A similar procedure can be used to evaluate the observed c-hat by comparing its rank to the simulated values of c-hat. Typically, conclusions using c-hat and deviance are about the same, but different results may be obtained with sparse data sets where the degrees of freedom associated with the deviance vary a lot across the simulations.
The bootstrap simulations can also be used to estimate the over-dispersion parameter, c. Two approaches are possible, based on the deviance directly, and on c-hat. For the approach based on deviance, the deviance estimate from the original data is divided by the mean of the simulated deviances to compute c-hat for the data. The logic is that the mean of the simulated deviances represents the expected value of the deviance under the null model of no violations of assumptions (i.e., perfect fit of the model to the data).

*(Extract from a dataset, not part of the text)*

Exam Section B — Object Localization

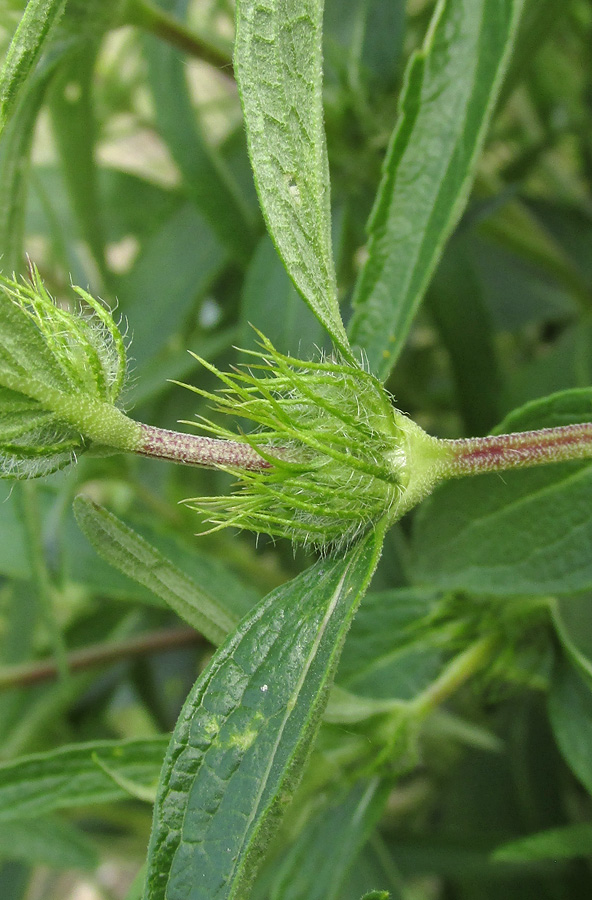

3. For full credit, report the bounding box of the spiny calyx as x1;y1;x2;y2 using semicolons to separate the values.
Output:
0;265;139;478
180;334;448;548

Thus, c-hat = observed deviance divided by expected deviance provides a measure of the amount of over-dispersion in the original data.

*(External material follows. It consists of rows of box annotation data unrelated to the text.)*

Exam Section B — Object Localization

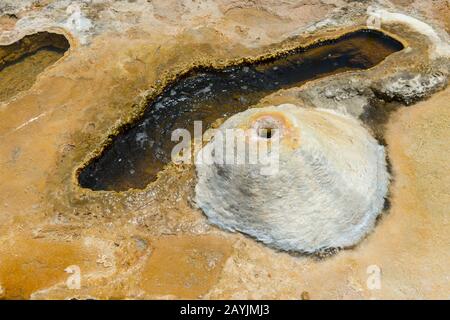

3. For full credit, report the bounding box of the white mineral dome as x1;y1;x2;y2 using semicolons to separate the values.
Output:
195;104;389;252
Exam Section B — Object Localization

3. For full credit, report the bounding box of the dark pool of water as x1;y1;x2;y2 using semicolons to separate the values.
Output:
79;30;403;191
0;32;70;101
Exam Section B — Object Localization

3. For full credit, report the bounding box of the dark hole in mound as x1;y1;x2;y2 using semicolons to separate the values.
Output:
0;32;70;101
79;30;403;191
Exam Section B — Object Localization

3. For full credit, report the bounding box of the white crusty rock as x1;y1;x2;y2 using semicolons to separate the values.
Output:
195;104;389;252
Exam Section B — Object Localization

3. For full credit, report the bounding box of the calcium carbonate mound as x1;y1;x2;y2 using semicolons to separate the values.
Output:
195;104;389;253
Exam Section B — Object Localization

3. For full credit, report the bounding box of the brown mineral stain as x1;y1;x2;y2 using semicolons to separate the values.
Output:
141;235;232;299
0;238;96;299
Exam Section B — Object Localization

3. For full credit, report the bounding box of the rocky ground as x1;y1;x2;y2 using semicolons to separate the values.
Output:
0;0;450;299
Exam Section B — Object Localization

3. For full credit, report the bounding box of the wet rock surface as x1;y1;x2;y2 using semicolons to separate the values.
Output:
0;0;450;299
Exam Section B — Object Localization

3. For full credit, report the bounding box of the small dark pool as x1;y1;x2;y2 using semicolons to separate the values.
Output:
79;30;403;191
0;32;70;101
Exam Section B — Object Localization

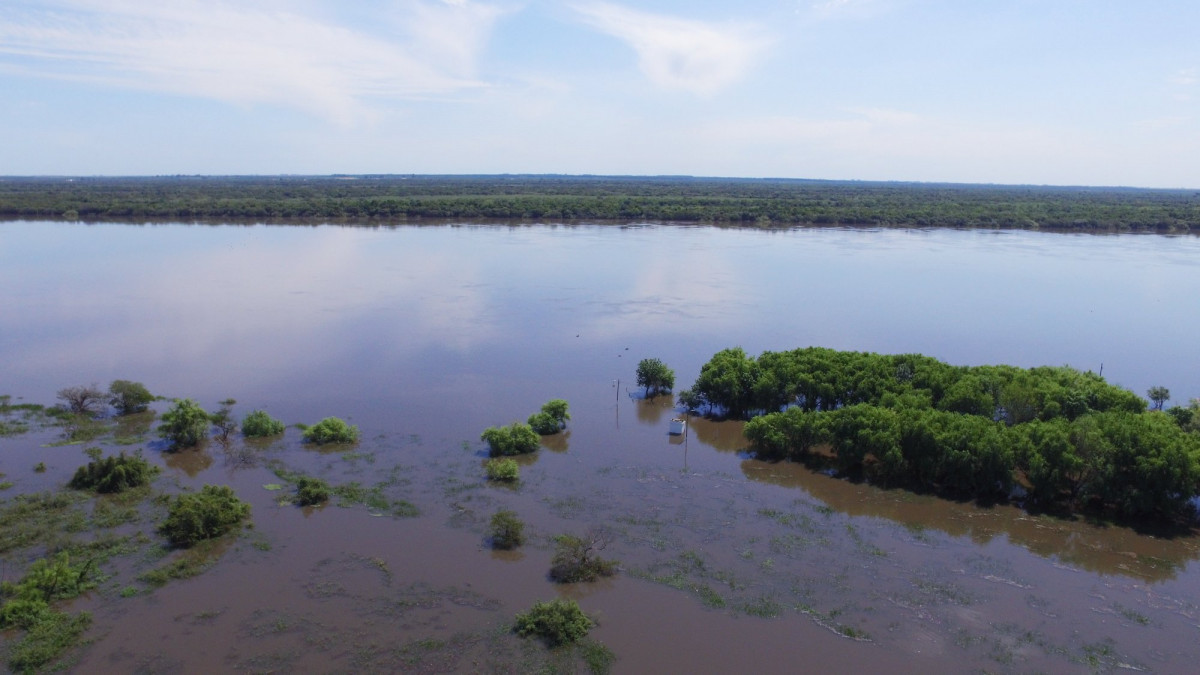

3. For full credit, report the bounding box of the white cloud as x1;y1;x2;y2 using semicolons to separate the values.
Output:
574;2;768;95
0;0;500;124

The second approach to estimating c-hat for the original data is to divide the observed value of c-hat from the original data by the mean of the simulated values of c-hat from the bootstraps. Again, the mean of the simulated values provides an estimate of the expected value of c-hat under the assumption of perfect fit of the model to the data.
I'm not sure of the benefits/disadvantages of the 2 procedures, and normally recommend using observed deviance divided by the mean of the bootstrap deviances because this approach does not rely on estimating the number of parameters, so is much faster. Bootstrap Options allows you to specify that you are only interested in the deviance, and not c-hat, from the bootstrap simulations. Generally, results are about the same, but can be different when the degrees of freedom of the deviance varies a lot across the bootstrap simulations (caused by a small number of releases).
One of the limitations of the bootstrap goodness-of-fit procedure is that individual covariates are not allowed.
White (2002) has demonstrated that the bootstrap goodness-of-fit procedure is biased low, with the bias increasing as the number of occasions increases and the apparent survival rate increases for the Cormack-Jolly-Seber data type. The median chat procedure seems to work better.